A wave of terror ran over me. I was sitting with my PGCE mentor and they handed me a well-thumbed copy of a modern foreign languages textbook that I had used 10 years earlier in my secondary education. Surely this was a joke, like when we’d laughed at a crudely graffitied copy of Tricolore.
It wasn’t a joke. I was expected to use it with future classes. Textbooks can never win at fun and relevance. Students will always think the inhabitants of Lille have a penchant for double-denim and turtle-necks (which they might, but it’s 2015, so I doubt it). But the bigger issue is that textbooks aren’t engaging.
A recent key stage 3 textbook has a section called “What do you do when it’s raining?” – I guarantee the answer isn’t to sit inside and practice a rap about days of the week.

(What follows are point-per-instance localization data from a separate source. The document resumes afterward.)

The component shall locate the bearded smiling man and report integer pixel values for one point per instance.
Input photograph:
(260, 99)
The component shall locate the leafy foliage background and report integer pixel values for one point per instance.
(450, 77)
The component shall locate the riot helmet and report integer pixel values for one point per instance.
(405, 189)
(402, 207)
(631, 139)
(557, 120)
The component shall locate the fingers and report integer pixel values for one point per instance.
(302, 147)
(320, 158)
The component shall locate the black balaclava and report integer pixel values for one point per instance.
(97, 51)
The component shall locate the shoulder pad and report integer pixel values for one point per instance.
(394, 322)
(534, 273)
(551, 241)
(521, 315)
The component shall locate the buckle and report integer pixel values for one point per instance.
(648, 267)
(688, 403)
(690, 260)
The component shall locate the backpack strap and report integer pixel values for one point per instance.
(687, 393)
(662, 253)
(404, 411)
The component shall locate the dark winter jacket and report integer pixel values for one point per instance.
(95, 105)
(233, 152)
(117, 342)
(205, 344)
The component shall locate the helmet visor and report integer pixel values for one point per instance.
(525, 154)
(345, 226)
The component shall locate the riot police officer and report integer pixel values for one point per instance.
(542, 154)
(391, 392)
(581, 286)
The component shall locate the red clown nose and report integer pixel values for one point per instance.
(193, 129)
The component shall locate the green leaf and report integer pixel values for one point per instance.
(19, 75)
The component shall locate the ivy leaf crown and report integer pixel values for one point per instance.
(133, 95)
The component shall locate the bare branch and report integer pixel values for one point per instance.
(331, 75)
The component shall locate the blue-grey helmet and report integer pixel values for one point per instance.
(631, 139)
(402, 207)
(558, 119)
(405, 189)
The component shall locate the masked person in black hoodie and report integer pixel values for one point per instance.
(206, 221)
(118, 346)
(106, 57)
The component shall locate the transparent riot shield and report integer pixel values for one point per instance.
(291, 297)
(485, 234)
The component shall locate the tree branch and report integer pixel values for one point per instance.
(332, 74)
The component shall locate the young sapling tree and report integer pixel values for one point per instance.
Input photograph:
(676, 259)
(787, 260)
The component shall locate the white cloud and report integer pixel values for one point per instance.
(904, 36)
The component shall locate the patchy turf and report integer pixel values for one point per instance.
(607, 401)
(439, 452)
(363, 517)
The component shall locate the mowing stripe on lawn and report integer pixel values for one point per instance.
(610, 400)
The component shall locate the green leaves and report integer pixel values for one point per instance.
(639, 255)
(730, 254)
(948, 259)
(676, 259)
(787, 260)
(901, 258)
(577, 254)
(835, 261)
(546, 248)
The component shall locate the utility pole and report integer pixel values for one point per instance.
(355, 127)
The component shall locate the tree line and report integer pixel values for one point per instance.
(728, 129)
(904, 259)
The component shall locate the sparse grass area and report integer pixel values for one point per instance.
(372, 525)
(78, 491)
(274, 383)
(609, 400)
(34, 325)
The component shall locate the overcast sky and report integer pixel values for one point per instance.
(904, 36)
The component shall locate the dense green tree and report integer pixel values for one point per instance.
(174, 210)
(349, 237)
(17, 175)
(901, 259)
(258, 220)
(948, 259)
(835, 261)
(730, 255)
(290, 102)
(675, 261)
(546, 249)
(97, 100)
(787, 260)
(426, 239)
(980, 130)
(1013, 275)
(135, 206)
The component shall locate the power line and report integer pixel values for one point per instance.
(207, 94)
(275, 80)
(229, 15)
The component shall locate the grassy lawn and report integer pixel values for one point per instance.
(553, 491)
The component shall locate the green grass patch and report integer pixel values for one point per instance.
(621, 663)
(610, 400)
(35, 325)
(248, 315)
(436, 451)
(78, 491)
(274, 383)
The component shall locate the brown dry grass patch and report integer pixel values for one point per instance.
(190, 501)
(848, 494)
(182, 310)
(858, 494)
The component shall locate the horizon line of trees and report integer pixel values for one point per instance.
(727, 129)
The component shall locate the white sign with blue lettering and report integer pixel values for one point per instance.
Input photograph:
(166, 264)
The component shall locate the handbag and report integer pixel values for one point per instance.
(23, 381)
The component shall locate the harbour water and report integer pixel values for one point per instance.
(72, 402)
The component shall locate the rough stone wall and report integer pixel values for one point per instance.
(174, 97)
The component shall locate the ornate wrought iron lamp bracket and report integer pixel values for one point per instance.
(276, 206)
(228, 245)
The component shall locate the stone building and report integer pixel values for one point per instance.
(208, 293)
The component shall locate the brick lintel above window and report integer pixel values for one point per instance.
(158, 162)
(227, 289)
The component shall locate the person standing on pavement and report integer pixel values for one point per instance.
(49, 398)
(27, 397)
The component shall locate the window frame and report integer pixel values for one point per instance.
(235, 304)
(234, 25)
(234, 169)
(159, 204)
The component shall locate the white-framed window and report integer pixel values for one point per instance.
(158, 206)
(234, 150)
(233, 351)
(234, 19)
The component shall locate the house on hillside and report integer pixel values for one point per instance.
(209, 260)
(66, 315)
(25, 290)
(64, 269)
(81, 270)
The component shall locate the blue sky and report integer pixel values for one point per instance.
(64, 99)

Our persistent use of textbooks means that MFL is in danger of becoming an irrelevant subject. Terms taught about daily routine or healthy eating are alienating pupils who will engage in any number of exciting academic subjects, none of which rely on textbooks.
There is another way. Teach the language through a theme. We know that students remember and learn from the situations that are engaging and relevant to them.
Bed sheets and broomsticks
If we want to develop the linguists of the future, we need to lure them in with content that is controversial ridiculous or cutting-edge. It’s not enough to make a rap about the rooms in your house. In our department, we look at what we need to cover and jump towards the most exciting ideas possible. We’ve had six-week modules on gaming, music and fairy tales; we even ran a television-style murder mystery.
The rigour is there – all learning falls from the GCSE, through the theme, into lessons. Year 7 were pretty adept at the imperfect tense once we had completed our term on fairy tales. Students were over-the-moon to describe a monster eating a prince through accurate language they had acquired over the module. My highlight came at the end of our Year 8 human rights module, when students stood up and debated the death penalty dressed in barrister gowns (bed sheets).
The students loved it; it was ridiculous, but they wanted to argue their point, they wanted to shout “objeción!” to counter opponents’ arguments. The most unforeseen aspect was the fact that they wanted to use the “added-learning” (added information) that they had gathered to make their points.
It was fantastic to watch students, some of whom hated Spanish before, rushing to argue in a foreign language. Would I have got similar enthusiasm with a textbook? I think we all know the answer.
How to ditch textbooks
Consider the end point: look at the new GCSE specification. What are students expected to learn? Extract the key skills and structures that are relevant.
Create the theme: how can you make this content engaging for a 13-year-old? Find a theme that will encourage students to communicate in another language. Will they walk away from the lesson thinking, “I can’t wait to go back”? If you don’t think they will, keep searching for that theme.
Is it rigorous? There’s no point in doing this if it’s not going to challenge them. Do the terms taught allow them to develop their own thoughts and opinions in the language? Will they fully grasp what they need to learn? This approach needs a captivating theme, but it also needs the learning goals.